LePage has proven to be a loose cannon during his campaign, and, if elected governor, we have to assume that he will continue to be. LePage seems to embrace his sensationalism, announcing at a campaign event recently that "as your governor you're going to be seeing a lot of me on the front page saying, 'Governor LePage tells Obama to go to hell.'" We doubt LePage has the ability to build the consensus necessary to make the hard economic choices facing Maine, a state currently $1 billion in debt.

His antics have even drawn negative reaction from the Bowdoin College Republicans; the group has in fact declined to support the LePage campaign. We concur with the College Republicans. Despite national frustration with the Democratic majority, we ought not to entrust Maine to an extremist with a temperament to match.

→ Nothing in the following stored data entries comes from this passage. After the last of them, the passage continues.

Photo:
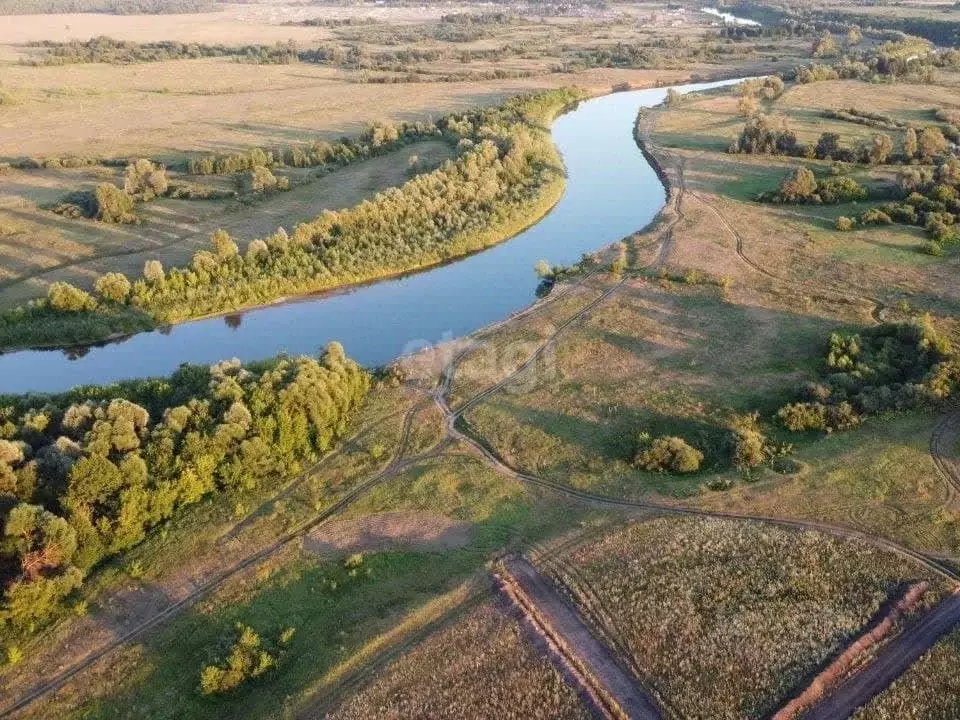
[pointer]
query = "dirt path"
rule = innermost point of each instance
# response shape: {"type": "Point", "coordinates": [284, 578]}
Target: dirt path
{"type": "Point", "coordinates": [615, 692]}
{"type": "Point", "coordinates": [892, 662]}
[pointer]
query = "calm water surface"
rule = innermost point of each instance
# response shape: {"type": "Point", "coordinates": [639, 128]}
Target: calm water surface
{"type": "Point", "coordinates": [611, 192]}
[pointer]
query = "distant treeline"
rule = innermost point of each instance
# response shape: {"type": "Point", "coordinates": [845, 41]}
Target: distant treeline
{"type": "Point", "coordinates": [941, 31]}
{"type": "Point", "coordinates": [375, 140]}
{"type": "Point", "coordinates": [454, 27]}
{"type": "Point", "coordinates": [507, 174]}
{"type": "Point", "coordinates": [87, 474]}
{"type": "Point", "coordinates": [105, 49]}
{"type": "Point", "coordinates": [111, 7]}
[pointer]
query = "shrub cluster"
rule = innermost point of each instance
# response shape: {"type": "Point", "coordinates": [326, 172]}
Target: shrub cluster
{"type": "Point", "coordinates": [864, 117]}
{"type": "Point", "coordinates": [377, 139]}
{"type": "Point", "coordinates": [246, 660]}
{"type": "Point", "coordinates": [893, 366]}
{"type": "Point", "coordinates": [105, 49]}
{"type": "Point", "coordinates": [86, 474]}
{"type": "Point", "coordinates": [931, 201]}
{"type": "Point", "coordinates": [666, 454]}
{"type": "Point", "coordinates": [802, 186]}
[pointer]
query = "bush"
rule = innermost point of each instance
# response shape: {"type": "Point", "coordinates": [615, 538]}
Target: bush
{"type": "Point", "coordinates": [750, 446]}
{"type": "Point", "coordinates": [246, 660]}
{"type": "Point", "coordinates": [797, 186]}
{"type": "Point", "coordinates": [113, 462]}
{"type": "Point", "coordinates": [153, 271]}
{"type": "Point", "coordinates": [113, 286]}
{"type": "Point", "coordinates": [65, 297]}
{"type": "Point", "coordinates": [144, 180]}
{"type": "Point", "coordinates": [840, 189]}
{"type": "Point", "coordinates": [893, 366]}
{"type": "Point", "coordinates": [875, 217]}
{"type": "Point", "coordinates": [667, 454]}
{"type": "Point", "coordinates": [113, 205]}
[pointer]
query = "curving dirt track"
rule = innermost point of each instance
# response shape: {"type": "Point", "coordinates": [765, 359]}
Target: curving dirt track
{"type": "Point", "coordinates": [892, 661]}
{"type": "Point", "coordinates": [614, 691]}
{"type": "Point", "coordinates": [876, 311]}
{"type": "Point", "coordinates": [942, 449]}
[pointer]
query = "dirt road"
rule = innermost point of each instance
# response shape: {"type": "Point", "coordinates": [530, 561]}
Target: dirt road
{"type": "Point", "coordinates": [618, 692]}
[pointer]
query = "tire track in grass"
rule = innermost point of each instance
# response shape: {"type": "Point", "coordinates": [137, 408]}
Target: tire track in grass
{"type": "Point", "coordinates": [613, 690]}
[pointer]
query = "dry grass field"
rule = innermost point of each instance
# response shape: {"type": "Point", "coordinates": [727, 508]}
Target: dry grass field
{"type": "Point", "coordinates": [927, 691]}
{"type": "Point", "coordinates": [38, 247]}
{"type": "Point", "coordinates": [163, 110]}
{"type": "Point", "coordinates": [478, 667]}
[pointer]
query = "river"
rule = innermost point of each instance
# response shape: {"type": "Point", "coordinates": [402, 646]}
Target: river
{"type": "Point", "coordinates": [729, 18]}
{"type": "Point", "coordinates": [611, 192]}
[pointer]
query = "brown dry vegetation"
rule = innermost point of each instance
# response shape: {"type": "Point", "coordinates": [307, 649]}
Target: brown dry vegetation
{"type": "Point", "coordinates": [927, 691]}
{"type": "Point", "coordinates": [684, 599]}
{"type": "Point", "coordinates": [479, 667]}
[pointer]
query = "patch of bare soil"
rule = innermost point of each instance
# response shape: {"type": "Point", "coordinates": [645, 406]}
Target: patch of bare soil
{"type": "Point", "coordinates": [388, 531]}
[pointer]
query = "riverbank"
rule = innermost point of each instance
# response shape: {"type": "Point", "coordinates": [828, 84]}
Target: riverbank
{"type": "Point", "coordinates": [610, 192]}
{"type": "Point", "coordinates": [508, 177]}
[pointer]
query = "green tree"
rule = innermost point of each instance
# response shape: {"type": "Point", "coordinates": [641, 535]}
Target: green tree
{"type": "Point", "coordinates": [880, 148]}
{"type": "Point", "coordinates": [247, 659]}
{"type": "Point", "coordinates": [667, 454]}
{"type": "Point", "coordinates": [113, 205]}
{"type": "Point", "coordinates": [144, 180]}
{"type": "Point", "coordinates": [910, 143]}
{"type": "Point", "coordinates": [153, 271]}
{"type": "Point", "coordinates": [223, 245]}
{"type": "Point", "coordinates": [799, 185]}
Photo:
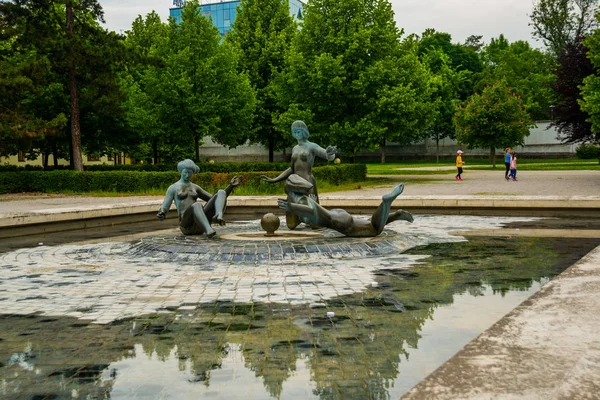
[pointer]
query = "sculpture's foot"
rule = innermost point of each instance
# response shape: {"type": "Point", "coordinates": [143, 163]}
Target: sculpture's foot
{"type": "Point", "coordinates": [218, 219]}
{"type": "Point", "coordinates": [402, 215]}
{"type": "Point", "coordinates": [211, 234]}
{"type": "Point", "coordinates": [391, 196]}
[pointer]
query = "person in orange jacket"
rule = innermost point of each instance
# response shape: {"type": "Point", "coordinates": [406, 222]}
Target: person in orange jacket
{"type": "Point", "coordinates": [459, 164]}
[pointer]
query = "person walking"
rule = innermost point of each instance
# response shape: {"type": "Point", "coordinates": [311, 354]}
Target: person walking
{"type": "Point", "coordinates": [513, 167]}
{"type": "Point", "coordinates": [459, 164]}
{"type": "Point", "coordinates": [507, 157]}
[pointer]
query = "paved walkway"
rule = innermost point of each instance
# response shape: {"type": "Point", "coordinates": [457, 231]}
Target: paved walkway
{"type": "Point", "coordinates": [483, 184]}
{"type": "Point", "coordinates": [546, 348]}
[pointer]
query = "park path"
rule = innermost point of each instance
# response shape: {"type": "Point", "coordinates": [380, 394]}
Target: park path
{"type": "Point", "coordinates": [492, 183]}
{"type": "Point", "coordinates": [479, 183]}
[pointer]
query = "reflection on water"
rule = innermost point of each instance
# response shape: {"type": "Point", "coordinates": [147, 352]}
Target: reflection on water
{"type": "Point", "coordinates": [379, 344]}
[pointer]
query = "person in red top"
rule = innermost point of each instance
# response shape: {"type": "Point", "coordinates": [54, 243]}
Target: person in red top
{"type": "Point", "coordinates": [459, 164]}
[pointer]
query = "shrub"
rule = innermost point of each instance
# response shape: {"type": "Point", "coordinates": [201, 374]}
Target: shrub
{"type": "Point", "coordinates": [588, 151]}
{"type": "Point", "coordinates": [204, 167]}
{"type": "Point", "coordinates": [140, 181]}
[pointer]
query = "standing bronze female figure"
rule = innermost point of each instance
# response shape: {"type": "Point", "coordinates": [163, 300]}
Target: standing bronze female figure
{"type": "Point", "coordinates": [194, 218]}
{"type": "Point", "coordinates": [303, 159]}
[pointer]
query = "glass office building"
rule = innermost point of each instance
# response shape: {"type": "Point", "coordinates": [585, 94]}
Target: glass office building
{"type": "Point", "coordinates": [223, 13]}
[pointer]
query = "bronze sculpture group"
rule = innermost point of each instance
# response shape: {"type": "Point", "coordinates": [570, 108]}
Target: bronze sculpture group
{"type": "Point", "coordinates": [301, 204]}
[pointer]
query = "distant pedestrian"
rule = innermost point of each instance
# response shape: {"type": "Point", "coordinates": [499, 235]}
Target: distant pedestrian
{"type": "Point", "coordinates": [507, 157]}
{"type": "Point", "coordinates": [459, 164]}
{"type": "Point", "coordinates": [513, 166]}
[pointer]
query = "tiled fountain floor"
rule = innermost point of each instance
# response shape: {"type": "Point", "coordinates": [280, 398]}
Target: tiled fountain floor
{"type": "Point", "coordinates": [107, 281]}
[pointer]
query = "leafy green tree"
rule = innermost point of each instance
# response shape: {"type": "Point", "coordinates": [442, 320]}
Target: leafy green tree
{"type": "Point", "coordinates": [527, 71]}
{"type": "Point", "coordinates": [352, 79]}
{"type": "Point", "coordinates": [145, 116]}
{"type": "Point", "coordinates": [570, 121]}
{"type": "Point", "coordinates": [461, 57]}
{"type": "Point", "coordinates": [495, 118]}
{"type": "Point", "coordinates": [590, 90]}
{"type": "Point", "coordinates": [81, 60]}
{"type": "Point", "coordinates": [446, 82]}
{"type": "Point", "coordinates": [24, 86]}
{"type": "Point", "coordinates": [263, 32]}
{"type": "Point", "coordinates": [558, 23]}
{"type": "Point", "coordinates": [474, 42]}
{"type": "Point", "coordinates": [201, 87]}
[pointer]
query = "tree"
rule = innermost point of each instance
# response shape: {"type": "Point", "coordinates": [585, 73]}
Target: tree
{"type": "Point", "coordinates": [474, 42]}
{"type": "Point", "coordinates": [461, 57]}
{"type": "Point", "coordinates": [446, 82]}
{"type": "Point", "coordinates": [263, 32]}
{"type": "Point", "coordinates": [527, 71]}
{"type": "Point", "coordinates": [559, 23]}
{"type": "Point", "coordinates": [590, 90]}
{"type": "Point", "coordinates": [202, 89]}
{"type": "Point", "coordinates": [189, 86]}
{"type": "Point", "coordinates": [570, 121]}
{"type": "Point", "coordinates": [495, 119]}
{"type": "Point", "coordinates": [80, 60]}
{"type": "Point", "coordinates": [349, 74]}
{"type": "Point", "coordinates": [146, 117]}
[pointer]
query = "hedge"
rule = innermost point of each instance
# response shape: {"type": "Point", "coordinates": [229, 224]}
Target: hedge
{"type": "Point", "coordinates": [204, 167]}
{"type": "Point", "coordinates": [139, 182]}
{"type": "Point", "coordinates": [588, 151]}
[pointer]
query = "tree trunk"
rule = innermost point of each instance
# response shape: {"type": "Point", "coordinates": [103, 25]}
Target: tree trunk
{"type": "Point", "coordinates": [76, 158]}
{"type": "Point", "coordinates": [155, 151]}
{"type": "Point", "coordinates": [55, 154]}
{"type": "Point", "coordinates": [271, 149]}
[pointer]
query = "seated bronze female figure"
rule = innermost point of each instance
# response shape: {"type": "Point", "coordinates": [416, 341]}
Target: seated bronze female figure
{"type": "Point", "coordinates": [303, 159]}
{"type": "Point", "coordinates": [195, 218]}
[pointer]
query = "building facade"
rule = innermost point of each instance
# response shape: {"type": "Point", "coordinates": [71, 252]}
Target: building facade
{"type": "Point", "coordinates": [223, 13]}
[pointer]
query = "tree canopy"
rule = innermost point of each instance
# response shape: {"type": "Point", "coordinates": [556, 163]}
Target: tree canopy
{"type": "Point", "coordinates": [263, 32]}
{"type": "Point", "coordinates": [558, 23]}
{"type": "Point", "coordinates": [352, 78]}
{"type": "Point", "coordinates": [527, 71]}
{"type": "Point", "coordinates": [495, 119]}
{"type": "Point", "coordinates": [570, 120]}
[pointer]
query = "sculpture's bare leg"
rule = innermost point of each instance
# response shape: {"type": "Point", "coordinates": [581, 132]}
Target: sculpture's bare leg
{"type": "Point", "coordinates": [201, 219]}
{"type": "Point", "coordinates": [215, 207]}
{"type": "Point", "coordinates": [380, 217]}
{"type": "Point", "coordinates": [400, 215]}
{"type": "Point", "coordinates": [292, 220]}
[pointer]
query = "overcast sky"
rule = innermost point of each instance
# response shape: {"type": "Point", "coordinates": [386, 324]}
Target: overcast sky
{"type": "Point", "coordinates": [460, 18]}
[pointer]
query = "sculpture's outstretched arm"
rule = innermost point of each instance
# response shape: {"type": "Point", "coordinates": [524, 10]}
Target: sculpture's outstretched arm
{"type": "Point", "coordinates": [166, 205]}
{"type": "Point", "coordinates": [284, 175]}
{"type": "Point", "coordinates": [235, 182]}
{"type": "Point", "coordinates": [203, 194]}
{"type": "Point", "coordinates": [328, 153]}
{"type": "Point", "coordinates": [298, 209]}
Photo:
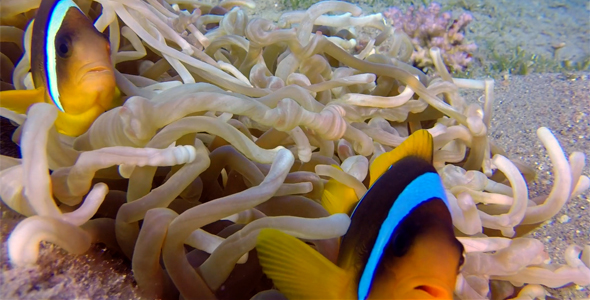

The act of not voting for LePage may be the easier decision facing voters in the gubernatorial election. In a three-way race that is coming down to the wire, we need to use our votes wisely to ensure they do not go to waste on a third-place candidate: There is considerable risk that Mitchell and Cutler will split the liberal and moderate vote and usher LePage into office.

While Mitchell has led for most of the campaign, Cutler has made a late charge and looks poised to pass her. Students need to be proactive in informing themselves, not only of candidates' positions on the issues, but also of where each of them stands in the polls right up until Election Day. If LePage is to be defeated, it will be by either Mitchell or Cutler, not by both of them. Before filling out our ballots, we should take into consideration which of these candidates is more likely to beat LePage.

Given the circumstances, votes ought to be used strategically to elect a governor that is fit for Maine; a governor who is not named Paul LePage.

The editorial represents the majority view of the Bowdoin Orient's editorial board, which comprises Claire Collery, Nick Daniels, Piper Grosswendt, Zoe Lescaze and Seth Walder.